I thought we’d build more schools than this. My advertising agency, aptly called School, has a mission to fund projects for impoverished kids across the world and has partnered with Pencils of Promise to build schools in Guatemala, Laos and Ghana.
When we started the agency a little over two years ago, we set out to build 50 schools before we celebrated our tenth anniversary. So far, we’ve built two schools and I’m worried.
I’m worried because I perhaps misguidedly equate our dearth of school-building output with our dearth of belief in a purpose-based model for an ad agency.
After all, the industry in which I find myself has no shortage of meaninglessness. There’s a lot of baggage to discard in order to convince people that a business that is perceived as base and manipulative could actually be true to a purpose beyond getting us to buy more shit.
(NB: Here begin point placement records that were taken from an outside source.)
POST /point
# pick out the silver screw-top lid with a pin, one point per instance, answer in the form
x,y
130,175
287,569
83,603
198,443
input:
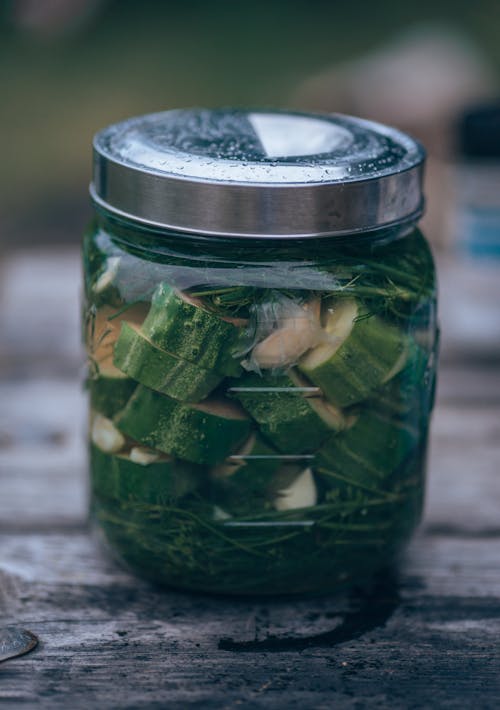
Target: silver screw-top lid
x,y
258,173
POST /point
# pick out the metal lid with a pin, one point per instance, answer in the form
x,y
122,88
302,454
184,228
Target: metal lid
x,y
258,173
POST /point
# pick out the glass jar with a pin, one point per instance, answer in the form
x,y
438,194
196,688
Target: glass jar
x,y
260,319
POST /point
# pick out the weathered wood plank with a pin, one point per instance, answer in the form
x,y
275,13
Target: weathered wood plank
x,y
111,641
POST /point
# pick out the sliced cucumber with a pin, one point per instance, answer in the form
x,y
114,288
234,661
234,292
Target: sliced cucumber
x,y
289,418
181,326
123,477
366,453
103,329
408,391
153,367
363,353
206,432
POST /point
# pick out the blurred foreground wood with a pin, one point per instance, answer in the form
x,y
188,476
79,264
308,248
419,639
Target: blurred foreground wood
x,y
426,639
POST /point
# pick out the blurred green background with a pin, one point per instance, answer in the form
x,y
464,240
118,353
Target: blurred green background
x,y
70,67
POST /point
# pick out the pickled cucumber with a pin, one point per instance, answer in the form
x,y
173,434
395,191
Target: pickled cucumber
x,y
206,432
180,325
158,369
361,352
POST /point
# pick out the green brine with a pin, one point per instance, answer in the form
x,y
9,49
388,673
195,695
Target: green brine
x,y
260,322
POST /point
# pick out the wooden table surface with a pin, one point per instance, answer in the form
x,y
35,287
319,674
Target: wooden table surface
x,y
429,637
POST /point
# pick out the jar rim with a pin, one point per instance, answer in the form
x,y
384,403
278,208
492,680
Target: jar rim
x,y
162,170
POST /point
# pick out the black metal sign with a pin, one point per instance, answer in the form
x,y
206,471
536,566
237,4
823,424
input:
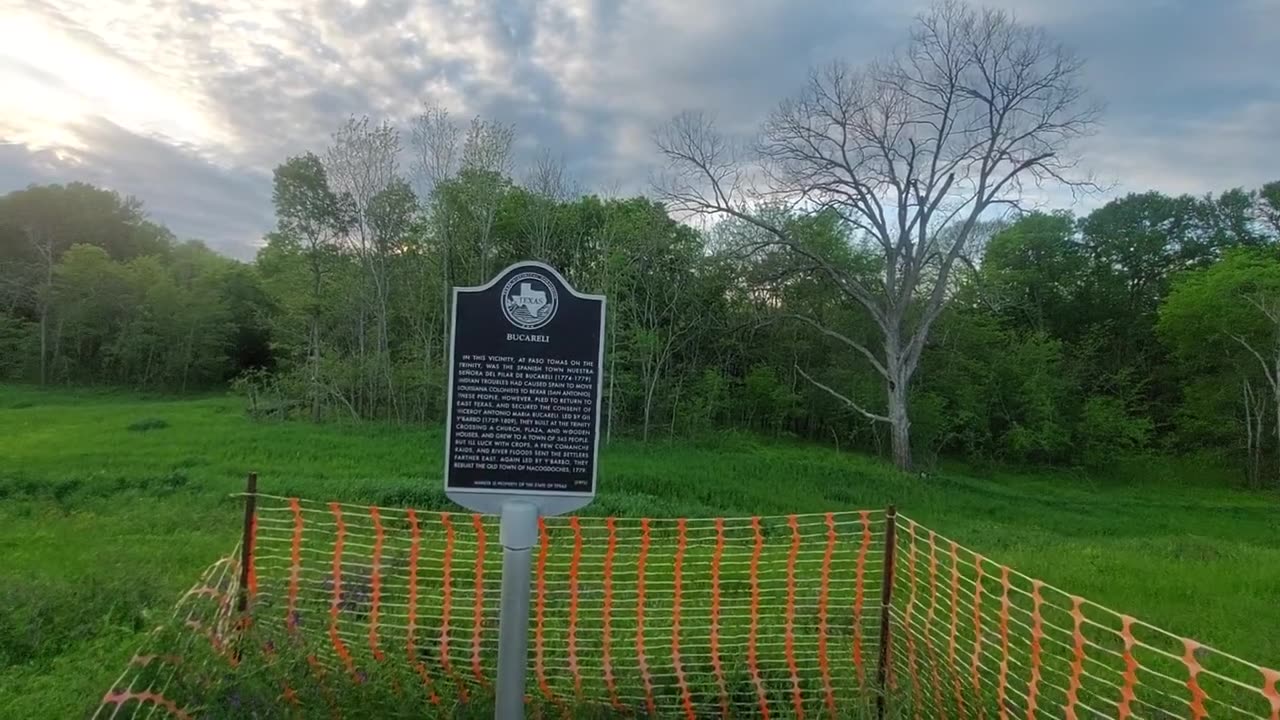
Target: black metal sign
x,y
525,373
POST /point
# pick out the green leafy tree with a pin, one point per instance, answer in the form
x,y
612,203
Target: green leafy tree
x,y
1224,324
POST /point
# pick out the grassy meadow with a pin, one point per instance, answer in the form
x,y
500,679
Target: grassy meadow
x,y
112,504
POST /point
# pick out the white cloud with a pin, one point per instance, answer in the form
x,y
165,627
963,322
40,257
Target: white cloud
x,y
190,103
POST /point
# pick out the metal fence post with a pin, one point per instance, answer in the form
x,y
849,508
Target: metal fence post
x,y
886,604
247,541
519,534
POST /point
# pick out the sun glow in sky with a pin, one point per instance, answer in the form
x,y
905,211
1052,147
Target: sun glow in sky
x,y
188,104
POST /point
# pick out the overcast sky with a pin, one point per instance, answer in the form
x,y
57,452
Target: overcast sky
x,y
188,104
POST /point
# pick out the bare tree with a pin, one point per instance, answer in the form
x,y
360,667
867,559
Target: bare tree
x,y
310,213
434,139
487,159
1270,363
912,153
549,186
362,163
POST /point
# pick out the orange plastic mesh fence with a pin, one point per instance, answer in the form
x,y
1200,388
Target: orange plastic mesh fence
x,y
1037,651
376,611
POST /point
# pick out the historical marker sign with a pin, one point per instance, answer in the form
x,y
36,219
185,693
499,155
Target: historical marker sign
x,y
525,374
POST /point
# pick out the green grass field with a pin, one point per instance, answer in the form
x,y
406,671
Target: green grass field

School is meant to be an agency that changes this perception, and along with our compatriots at shops like Fear Not, Purpose, Matter, Common and others, we see a future where our work on behalf of our clients would be judged as much by its positive impact for our world as it is by the positive impact on the bottom line (agency and client equally).
When School first launched within the Project:WorldWide network, I was asked to speak at the Forbes CMO Conference where I told the audience that “purpose is the new digital.” It has the same transformative powers on business and culture. For us at School, having a clear and concise purpose has helped attract top-notch young talent, giving them an incentive to do great work over the promise of bonuses or award show submissions. Our purpose has provided the agency with a unique point-of-view and reason-to-believe, a distinction that is pivotal in an industry that is marked by me-too capabilities and interchangeable churn in talent and clients.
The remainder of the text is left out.